The topics discussed in SGORR have ranged from this Cheerios ad featuring a mixed race family, to the protests at Mizzou, to the various stereotypes that persist about different racial groups, to the school-to-prison pipeline.

For tenth-grader Lilyan Whitfield, the club has helped her unpack her identity as a biracial student.

"I am on the border of white and black ... I felt like if I talked about [my identity] from one point of view, then I would be scolded," Lilyan said. "I wasn't really comfortable about it.

"I used to just identify as black because that’s the race that most people at my old school used to be and it wasn’t as accepting," she continued. "Now being at Maplewood I feel like I can open up about being biracial and people won't judge me for it."

Research supports the idea that educators should foster and have their own tough conversations about race. A January paper from the Discipline Disparities Research to Practice Collaborative looked at the discipline gap, where black kids are punished more harshly than white kids for the same behavior, and encouraged teachers to examine and discuss their own potential racial biases in order to help eliminate this disparity.

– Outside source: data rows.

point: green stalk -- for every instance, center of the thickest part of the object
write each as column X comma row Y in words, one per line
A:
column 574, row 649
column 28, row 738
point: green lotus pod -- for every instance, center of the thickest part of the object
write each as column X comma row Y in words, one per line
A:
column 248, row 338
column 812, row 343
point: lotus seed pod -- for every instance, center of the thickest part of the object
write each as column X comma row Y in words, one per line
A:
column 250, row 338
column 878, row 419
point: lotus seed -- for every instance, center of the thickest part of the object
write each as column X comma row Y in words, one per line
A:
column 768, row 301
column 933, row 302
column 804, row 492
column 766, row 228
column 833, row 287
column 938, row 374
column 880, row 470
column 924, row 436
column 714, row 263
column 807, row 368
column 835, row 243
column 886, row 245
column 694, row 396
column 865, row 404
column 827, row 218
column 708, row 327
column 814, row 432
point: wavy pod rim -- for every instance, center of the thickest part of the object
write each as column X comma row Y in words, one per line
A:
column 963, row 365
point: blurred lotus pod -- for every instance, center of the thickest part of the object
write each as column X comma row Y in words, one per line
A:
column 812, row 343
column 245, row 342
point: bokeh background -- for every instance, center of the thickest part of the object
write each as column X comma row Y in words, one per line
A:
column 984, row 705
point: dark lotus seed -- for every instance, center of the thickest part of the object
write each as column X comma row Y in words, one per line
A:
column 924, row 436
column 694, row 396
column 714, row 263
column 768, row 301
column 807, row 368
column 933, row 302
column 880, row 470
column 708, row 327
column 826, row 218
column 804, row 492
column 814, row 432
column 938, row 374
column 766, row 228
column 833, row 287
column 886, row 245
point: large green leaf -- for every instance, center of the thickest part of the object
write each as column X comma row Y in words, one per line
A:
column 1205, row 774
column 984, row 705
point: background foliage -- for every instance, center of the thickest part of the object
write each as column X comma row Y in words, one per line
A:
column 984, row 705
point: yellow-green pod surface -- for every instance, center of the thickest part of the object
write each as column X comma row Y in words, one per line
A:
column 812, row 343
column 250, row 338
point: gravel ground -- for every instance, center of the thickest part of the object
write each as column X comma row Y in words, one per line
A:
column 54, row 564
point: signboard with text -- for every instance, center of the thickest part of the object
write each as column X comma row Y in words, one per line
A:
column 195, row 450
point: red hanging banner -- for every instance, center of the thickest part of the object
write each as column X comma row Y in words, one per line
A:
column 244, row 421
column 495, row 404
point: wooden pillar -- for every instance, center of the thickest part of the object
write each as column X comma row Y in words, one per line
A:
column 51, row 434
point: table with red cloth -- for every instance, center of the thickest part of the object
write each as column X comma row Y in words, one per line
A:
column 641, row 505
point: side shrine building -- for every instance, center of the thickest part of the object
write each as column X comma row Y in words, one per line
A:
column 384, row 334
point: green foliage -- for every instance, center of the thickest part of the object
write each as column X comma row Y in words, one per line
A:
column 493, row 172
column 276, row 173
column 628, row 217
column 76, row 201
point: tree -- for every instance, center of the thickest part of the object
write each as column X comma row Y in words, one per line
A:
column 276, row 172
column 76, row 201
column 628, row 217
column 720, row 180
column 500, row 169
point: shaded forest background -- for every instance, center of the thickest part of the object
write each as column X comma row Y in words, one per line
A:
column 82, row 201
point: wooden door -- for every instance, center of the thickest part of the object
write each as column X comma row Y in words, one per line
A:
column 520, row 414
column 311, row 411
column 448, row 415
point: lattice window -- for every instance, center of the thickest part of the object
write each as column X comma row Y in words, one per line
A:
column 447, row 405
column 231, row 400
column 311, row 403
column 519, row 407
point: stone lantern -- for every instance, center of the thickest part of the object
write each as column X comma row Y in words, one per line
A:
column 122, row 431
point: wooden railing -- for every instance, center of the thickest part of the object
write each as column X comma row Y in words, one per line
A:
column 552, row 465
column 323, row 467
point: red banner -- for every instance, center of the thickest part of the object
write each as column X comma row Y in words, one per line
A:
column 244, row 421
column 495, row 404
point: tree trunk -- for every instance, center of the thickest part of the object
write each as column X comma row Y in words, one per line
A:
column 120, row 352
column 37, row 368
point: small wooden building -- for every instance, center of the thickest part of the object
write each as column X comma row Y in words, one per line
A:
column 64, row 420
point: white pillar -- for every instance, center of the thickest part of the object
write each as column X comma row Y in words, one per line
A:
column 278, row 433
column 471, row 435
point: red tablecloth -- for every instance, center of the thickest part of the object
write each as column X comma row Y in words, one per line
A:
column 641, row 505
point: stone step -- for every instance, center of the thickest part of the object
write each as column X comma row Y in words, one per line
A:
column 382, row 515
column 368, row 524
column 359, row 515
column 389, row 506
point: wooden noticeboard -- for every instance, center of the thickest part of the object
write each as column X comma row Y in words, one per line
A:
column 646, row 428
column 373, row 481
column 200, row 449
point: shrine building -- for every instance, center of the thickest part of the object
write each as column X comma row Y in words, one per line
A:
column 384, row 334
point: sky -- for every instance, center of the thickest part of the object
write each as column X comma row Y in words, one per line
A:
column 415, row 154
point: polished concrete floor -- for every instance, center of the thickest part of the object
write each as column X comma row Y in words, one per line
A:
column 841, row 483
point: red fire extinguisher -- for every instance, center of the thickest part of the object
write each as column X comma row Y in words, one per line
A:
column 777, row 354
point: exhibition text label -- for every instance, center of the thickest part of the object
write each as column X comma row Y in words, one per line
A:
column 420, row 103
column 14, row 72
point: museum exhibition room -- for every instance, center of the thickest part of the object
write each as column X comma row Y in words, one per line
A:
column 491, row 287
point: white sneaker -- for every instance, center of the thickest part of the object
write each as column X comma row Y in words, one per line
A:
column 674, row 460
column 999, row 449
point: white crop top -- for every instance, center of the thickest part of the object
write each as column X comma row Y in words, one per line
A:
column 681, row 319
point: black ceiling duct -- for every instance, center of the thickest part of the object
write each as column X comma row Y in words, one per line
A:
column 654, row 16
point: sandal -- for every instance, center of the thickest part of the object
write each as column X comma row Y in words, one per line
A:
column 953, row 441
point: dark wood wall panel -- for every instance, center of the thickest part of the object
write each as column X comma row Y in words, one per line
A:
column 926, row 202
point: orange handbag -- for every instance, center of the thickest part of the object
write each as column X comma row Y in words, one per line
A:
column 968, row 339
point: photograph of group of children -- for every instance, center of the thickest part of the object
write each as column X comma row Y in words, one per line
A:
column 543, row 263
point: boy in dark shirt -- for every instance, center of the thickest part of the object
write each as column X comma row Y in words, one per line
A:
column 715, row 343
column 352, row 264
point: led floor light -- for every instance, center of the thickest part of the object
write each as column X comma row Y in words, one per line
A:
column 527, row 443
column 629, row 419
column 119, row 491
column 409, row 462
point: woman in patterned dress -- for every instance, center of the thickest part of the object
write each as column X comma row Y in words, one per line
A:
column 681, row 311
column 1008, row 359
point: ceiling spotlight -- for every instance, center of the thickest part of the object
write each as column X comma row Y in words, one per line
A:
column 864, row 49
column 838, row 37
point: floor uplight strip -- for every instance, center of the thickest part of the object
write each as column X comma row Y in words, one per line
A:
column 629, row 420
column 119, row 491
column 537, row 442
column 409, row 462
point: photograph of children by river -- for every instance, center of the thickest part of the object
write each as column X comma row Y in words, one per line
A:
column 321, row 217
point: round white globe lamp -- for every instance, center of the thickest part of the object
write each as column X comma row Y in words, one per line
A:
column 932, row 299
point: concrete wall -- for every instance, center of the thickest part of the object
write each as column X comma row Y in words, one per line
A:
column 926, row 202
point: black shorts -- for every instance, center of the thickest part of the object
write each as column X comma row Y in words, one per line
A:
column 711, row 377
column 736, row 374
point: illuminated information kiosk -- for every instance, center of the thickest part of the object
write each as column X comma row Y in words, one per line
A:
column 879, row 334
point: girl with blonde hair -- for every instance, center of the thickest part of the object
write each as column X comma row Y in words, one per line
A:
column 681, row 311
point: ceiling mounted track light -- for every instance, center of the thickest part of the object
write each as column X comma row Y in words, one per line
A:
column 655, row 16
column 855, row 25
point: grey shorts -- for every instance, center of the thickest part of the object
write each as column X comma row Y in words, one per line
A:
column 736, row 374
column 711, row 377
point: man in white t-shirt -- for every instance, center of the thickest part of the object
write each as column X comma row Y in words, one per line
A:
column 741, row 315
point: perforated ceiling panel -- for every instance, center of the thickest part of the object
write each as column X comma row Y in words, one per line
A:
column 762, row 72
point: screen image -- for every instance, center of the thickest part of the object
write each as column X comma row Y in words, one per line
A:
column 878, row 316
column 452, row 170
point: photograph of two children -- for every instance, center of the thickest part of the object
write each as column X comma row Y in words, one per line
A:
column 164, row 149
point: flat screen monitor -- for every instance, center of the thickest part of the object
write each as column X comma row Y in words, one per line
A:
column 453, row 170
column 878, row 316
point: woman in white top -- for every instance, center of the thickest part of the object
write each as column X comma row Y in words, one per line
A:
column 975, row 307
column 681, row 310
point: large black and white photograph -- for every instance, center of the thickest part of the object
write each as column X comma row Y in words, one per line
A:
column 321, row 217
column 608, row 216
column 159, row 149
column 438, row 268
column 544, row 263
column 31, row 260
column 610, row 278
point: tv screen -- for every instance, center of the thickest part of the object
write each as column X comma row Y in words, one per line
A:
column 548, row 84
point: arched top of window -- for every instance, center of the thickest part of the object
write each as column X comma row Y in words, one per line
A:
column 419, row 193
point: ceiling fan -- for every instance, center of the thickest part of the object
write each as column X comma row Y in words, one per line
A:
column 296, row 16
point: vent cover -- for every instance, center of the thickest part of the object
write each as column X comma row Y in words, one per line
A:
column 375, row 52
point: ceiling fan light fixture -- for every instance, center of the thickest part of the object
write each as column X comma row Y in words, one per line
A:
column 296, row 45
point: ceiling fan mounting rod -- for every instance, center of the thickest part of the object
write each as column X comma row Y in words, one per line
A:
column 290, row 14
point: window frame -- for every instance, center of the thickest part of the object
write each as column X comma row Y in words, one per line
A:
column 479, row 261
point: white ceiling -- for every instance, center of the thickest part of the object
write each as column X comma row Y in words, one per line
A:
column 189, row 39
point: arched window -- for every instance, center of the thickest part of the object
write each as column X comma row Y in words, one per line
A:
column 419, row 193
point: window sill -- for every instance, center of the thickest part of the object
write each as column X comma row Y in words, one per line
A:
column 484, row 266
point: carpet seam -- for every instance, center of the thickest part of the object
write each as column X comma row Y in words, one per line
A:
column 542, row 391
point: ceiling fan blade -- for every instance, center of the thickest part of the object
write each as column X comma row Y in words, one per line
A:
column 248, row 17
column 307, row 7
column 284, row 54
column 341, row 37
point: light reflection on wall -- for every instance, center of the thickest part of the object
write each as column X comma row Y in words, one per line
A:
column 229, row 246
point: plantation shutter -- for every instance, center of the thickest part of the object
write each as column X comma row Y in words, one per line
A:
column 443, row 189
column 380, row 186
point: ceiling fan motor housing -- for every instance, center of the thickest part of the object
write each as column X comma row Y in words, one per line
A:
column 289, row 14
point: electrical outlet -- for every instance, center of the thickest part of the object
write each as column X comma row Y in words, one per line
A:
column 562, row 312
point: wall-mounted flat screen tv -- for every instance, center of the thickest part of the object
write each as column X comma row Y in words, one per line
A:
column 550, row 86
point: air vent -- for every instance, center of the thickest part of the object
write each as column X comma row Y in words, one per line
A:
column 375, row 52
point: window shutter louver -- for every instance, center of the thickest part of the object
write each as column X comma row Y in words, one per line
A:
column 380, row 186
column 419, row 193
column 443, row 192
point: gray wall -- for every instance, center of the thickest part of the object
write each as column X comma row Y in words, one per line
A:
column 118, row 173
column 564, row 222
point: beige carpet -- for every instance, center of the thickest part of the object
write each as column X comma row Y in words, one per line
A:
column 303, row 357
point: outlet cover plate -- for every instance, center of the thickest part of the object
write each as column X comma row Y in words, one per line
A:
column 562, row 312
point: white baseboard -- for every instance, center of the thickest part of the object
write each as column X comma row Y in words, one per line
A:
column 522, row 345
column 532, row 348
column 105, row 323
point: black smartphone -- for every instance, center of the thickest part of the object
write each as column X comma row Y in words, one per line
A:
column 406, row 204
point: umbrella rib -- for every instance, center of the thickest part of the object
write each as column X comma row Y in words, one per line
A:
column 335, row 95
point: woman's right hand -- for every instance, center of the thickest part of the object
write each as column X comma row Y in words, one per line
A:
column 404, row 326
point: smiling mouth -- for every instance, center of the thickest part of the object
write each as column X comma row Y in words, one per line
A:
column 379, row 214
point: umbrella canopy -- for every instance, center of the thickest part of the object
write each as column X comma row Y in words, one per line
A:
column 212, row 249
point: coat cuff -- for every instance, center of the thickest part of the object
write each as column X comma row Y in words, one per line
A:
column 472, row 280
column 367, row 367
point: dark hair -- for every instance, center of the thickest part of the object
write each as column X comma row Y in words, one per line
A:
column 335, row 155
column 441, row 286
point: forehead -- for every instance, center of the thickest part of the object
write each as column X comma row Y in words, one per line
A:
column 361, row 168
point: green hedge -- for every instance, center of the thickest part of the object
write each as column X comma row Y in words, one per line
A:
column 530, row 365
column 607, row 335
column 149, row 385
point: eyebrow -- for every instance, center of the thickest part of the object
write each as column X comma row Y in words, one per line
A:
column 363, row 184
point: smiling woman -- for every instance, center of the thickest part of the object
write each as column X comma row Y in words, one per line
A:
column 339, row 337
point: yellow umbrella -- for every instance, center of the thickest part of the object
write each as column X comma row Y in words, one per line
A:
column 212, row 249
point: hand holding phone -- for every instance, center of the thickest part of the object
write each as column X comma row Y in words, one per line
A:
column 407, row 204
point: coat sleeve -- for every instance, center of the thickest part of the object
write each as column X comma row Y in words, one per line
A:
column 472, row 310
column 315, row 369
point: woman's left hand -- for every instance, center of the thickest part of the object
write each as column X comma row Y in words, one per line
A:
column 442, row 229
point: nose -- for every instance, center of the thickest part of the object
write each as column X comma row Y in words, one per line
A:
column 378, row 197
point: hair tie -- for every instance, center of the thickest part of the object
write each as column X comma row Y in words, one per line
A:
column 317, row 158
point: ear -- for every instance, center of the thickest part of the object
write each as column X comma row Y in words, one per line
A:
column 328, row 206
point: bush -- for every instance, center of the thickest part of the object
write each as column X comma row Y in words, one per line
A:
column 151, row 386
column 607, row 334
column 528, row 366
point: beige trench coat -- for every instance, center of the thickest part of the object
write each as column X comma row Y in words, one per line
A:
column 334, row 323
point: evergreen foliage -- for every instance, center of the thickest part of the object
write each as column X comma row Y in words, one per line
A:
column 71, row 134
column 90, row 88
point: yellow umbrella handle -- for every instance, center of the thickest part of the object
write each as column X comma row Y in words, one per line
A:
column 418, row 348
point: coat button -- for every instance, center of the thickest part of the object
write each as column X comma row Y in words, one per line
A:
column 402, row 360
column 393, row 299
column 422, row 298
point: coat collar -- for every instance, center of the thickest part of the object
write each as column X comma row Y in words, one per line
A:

"For schools to begin to look at their own data [on who they suspend] is really important," Russell Skiba, professor in the school psychology program at Indiana University, told HuffPost at the time.“If we just present that data cold, it's very difficult for folks to have those conversations. Folks will say, 'When I see these disparities, I feel like I'm being called a racist.' That's not the point at all. The point is to say, what is creating these issues?

"The second step is having some general conversations," he added. "Who is disadvantaged? Where did these stereotypes come from? ... Then we can talk about specific instances like, 'This happened when I was dealing with Josh in my classroom.'"

For Grawer, the idea to start a forum where students can discuss race just seemed like "probably an obvious thing to do."

"It doesn’t seem like we’re doing anything groundbreaking whatsoever," Grawer said. "It makes perfect sense for our time and place in history."